去年は色々バタバタしてたから何もできなかったけど、そろそろ落ち着いてきたし。
「そ、その──」
玲奈先輩と業務関連以外でことばを交わしたのがまず何ヶ月か振りのことだし、
それも先輩の気遣いに無理矢理応えたものだと思えば、初めての商談のときのように緊張してしまって。
そのせいで主張したくても出来なかったのは、去年の私の誕生日はいたって暇で、いつも通り働いて、誘ってもらえる隙はいくらでもあって──それでも現実は自室でYouTubeを見ながら酒を飲んだだろうという事だった。
どういう風の吹き回しか、運命の吹き回しか。先輩の厚意をうけてまでシカトを決め込むのはかえって瑕疵を遺すと思い、自らのデスクへと向かいながら「ええ、ぜひ……」といった半生返事でやり過ごすことにした
つもりだったのだが、気がつくと玲奈先輩の背中に抱きついていた。
「あれ」
「え」
しばらく世界が真空になった後、酸素が取り戻されると私は我に返って
「す、すみません! ちょっとバランスを崩して……」
と弁明未満の何かを吐き捨てて離れた。
左手はいつの間にか堅い握りこぶしが作られていて、ひとりでに顔の皮膚が熱くなっていて、
まあでも、ずっと前からこうする事ができていれば、それはそれで良かったのだろうと思う。
玲奈先輩のスーツの乾いた綿の感触と、毛布のようにふわっとした髪の感触を未だにまといながら、今の状況を整理してみる。

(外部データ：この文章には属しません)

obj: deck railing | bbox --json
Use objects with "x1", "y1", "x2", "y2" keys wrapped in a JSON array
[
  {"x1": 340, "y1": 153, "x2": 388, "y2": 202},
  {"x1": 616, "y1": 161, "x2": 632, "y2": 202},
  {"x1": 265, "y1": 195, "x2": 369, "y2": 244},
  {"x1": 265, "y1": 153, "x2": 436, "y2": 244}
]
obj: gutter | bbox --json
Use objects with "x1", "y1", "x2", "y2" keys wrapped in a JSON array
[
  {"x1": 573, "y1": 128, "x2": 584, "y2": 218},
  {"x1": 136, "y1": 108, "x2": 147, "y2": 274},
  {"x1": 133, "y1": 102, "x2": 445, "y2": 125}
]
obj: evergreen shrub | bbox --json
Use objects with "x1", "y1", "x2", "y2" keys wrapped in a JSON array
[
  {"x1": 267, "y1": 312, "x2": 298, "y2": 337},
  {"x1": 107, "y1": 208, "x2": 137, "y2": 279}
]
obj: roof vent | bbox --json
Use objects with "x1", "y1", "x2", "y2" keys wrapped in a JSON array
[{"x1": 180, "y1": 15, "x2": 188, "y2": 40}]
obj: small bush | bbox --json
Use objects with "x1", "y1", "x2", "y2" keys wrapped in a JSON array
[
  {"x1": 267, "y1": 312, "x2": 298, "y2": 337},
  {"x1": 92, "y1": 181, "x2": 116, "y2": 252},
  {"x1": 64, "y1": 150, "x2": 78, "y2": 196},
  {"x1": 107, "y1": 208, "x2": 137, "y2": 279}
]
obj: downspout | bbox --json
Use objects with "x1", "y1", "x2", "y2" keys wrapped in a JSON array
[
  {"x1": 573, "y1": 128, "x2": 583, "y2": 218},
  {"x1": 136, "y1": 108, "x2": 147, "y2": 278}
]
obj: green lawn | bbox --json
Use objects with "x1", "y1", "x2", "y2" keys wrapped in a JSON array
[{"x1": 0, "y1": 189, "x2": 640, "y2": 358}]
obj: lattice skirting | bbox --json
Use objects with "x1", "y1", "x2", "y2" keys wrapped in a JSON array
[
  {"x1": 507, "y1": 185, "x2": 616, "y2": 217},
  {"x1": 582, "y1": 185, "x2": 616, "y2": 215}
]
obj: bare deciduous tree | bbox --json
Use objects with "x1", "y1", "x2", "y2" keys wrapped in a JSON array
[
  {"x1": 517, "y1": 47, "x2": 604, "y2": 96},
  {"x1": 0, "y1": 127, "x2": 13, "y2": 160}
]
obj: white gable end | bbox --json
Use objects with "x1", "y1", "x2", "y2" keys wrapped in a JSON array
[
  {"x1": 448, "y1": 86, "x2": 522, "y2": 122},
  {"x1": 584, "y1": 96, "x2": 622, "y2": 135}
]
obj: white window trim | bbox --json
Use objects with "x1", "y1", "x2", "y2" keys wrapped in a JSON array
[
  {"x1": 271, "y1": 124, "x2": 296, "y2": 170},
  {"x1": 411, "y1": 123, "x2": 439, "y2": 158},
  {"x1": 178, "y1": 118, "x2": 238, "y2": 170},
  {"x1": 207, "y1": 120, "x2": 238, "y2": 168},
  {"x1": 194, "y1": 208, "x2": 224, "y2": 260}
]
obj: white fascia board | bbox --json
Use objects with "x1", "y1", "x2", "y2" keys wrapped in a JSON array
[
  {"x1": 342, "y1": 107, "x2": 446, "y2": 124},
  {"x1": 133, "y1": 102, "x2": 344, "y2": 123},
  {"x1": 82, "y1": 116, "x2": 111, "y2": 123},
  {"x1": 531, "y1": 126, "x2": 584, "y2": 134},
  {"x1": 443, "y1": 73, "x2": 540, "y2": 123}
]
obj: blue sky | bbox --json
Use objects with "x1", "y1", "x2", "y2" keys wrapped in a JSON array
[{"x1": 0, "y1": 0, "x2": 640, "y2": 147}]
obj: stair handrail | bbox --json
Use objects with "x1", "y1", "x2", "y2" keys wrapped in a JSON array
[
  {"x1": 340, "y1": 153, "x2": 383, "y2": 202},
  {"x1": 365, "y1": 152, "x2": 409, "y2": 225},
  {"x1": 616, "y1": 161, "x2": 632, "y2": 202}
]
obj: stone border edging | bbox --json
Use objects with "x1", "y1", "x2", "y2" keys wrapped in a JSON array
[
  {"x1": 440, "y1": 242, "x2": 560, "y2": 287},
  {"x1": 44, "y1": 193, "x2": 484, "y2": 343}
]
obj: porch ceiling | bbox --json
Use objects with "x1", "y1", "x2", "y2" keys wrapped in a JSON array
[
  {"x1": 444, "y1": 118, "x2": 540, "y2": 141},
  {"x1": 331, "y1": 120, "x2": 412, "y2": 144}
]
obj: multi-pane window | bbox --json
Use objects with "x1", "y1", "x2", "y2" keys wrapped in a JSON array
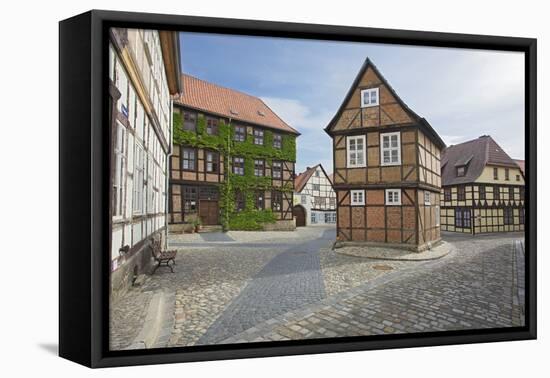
[
  {"x1": 271, "y1": 161, "x2": 283, "y2": 178},
  {"x1": 254, "y1": 129, "x2": 264, "y2": 145},
  {"x1": 233, "y1": 156, "x2": 244, "y2": 176},
  {"x1": 350, "y1": 190, "x2": 365, "y2": 206},
  {"x1": 183, "y1": 186, "x2": 197, "y2": 214},
  {"x1": 112, "y1": 123, "x2": 126, "y2": 217},
  {"x1": 181, "y1": 147, "x2": 197, "y2": 171},
  {"x1": 313, "y1": 196, "x2": 324, "y2": 209},
  {"x1": 519, "y1": 187, "x2": 525, "y2": 201},
  {"x1": 457, "y1": 186, "x2": 466, "y2": 201},
  {"x1": 235, "y1": 190, "x2": 245, "y2": 211},
  {"x1": 325, "y1": 212, "x2": 336, "y2": 223},
  {"x1": 493, "y1": 185, "x2": 500, "y2": 201},
  {"x1": 271, "y1": 190, "x2": 283, "y2": 211},
  {"x1": 206, "y1": 118, "x2": 218, "y2": 135},
  {"x1": 183, "y1": 112, "x2": 197, "y2": 131},
  {"x1": 233, "y1": 125, "x2": 246, "y2": 142},
  {"x1": 273, "y1": 134, "x2": 283, "y2": 148},
  {"x1": 361, "y1": 88, "x2": 379, "y2": 108},
  {"x1": 255, "y1": 190, "x2": 265, "y2": 210},
  {"x1": 254, "y1": 159, "x2": 265, "y2": 177},
  {"x1": 132, "y1": 144, "x2": 145, "y2": 214},
  {"x1": 386, "y1": 189, "x2": 401, "y2": 205},
  {"x1": 311, "y1": 211, "x2": 317, "y2": 223},
  {"x1": 380, "y1": 132, "x2": 401, "y2": 165},
  {"x1": 479, "y1": 186, "x2": 486, "y2": 200},
  {"x1": 455, "y1": 208, "x2": 472, "y2": 227},
  {"x1": 206, "y1": 151, "x2": 219, "y2": 173},
  {"x1": 347, "y1": 135, "x2": 367, "y2": 168},
  {"x1": 443, "y1": 188, "x2": 452, "y2": 201},
  {"x1": 519, "y1": 207, "x2": 525, "y2": 224},
  {"x1": 504, "y1": 207, "x2": 514, "y2": 225}
]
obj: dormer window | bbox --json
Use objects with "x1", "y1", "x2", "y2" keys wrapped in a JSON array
[{"x1": 361, "y1": 88, "x2": 379, "y2": 108}]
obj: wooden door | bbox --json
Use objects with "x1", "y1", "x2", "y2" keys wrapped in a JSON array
[
  {"x1": 199, "y1": 200, "x2": 219, "y2": 225},
  {"x1": 292, "y1": 205, "x2": 306, "y2": 227}
]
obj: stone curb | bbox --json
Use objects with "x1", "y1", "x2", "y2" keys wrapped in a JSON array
[
  {"x1": 125, "y1": 290, "x2": 175, "y2": 349},
  {"x1": 333, "y1": 242, "x2": 453, "y2": 261},
  {"x1": 217, "y1": 243, "x2": 456, "y2": 344}
]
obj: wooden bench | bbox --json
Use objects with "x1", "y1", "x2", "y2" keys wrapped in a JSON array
[{"x1": 151, "y1": 238, "x2": 178, "y2": 274}]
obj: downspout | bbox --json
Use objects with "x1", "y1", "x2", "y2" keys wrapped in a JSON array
[
  {"x1": 223, "y1": 117, "x2": 231, "y2": 232},
  {"x1": 164, "y1": 99, "x2": 174, "y2": 249}
]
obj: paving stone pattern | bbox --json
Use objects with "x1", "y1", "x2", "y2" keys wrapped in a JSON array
[
  {"x1": 198, "y1": 230, "x2": 334, "y2": 344},
  {"x1": 223, "y1": 233, "x2": 524, "y2": 343}
]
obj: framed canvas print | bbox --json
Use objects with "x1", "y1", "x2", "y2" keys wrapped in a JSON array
[{"x1": 59, "y1": 11, "x2": 536, "y2": 367}]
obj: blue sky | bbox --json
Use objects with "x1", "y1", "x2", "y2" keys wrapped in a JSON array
[{"x1": 180, "y1": 33, "x2": 524, "y2": 172}]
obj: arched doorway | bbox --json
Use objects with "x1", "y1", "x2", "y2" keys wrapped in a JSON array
[{"x1": 292, "y1": 205, "x2": 306, "y2": 227}]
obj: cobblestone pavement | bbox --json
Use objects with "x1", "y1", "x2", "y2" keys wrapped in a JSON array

私は今週末の誕生日、玲奈先輩に遊び──有り体にいえばデートの誘いを受けて。
夏川さんの声を自覚的に聞いたあの日から、からだが無自覚に動くことが増えて。私の左手に住まうというあの人の仕業なのかと合点するしか今はなく。
そうであるならば。
「えっと、その……嬉しかった、のかな? それなら良いんだけど。じゃあ週末、飛ケ崎の駅前のところで待ち合わせね」
嬉しすぎるあまり、ついナイフを持っていかないように気をつけなければ。
運命の風は今日も気まぐれに吹き回し。
飛ケ崎の十一月ももうすぐ過ぎて、秋が終わろうとしている。
運命がどう思おうと、秋が終わればいつだって次に来る季節は同じだ。
誰かが歌ったように、嬉しそうにビールを飲むあなたの横顔さえ見れれば、それでよかったんだ──でも私は他方で、
──そういう無欲を装っている時にかぎって、運命は最悪な風向きに変わりやがることを充分に識っていた。
*
嘉村茉希。やはり君にしか、玲奈君は殺せない。
社会側に流離してしまった、玲奈君を。
そんな玲奈君に潜む「ぼく」の部分を、どうしてか好いている君であれば。
玲奈君を取り戻す契機となりうると──そうして私の「夏流離譚」計画は漸く前進することができる。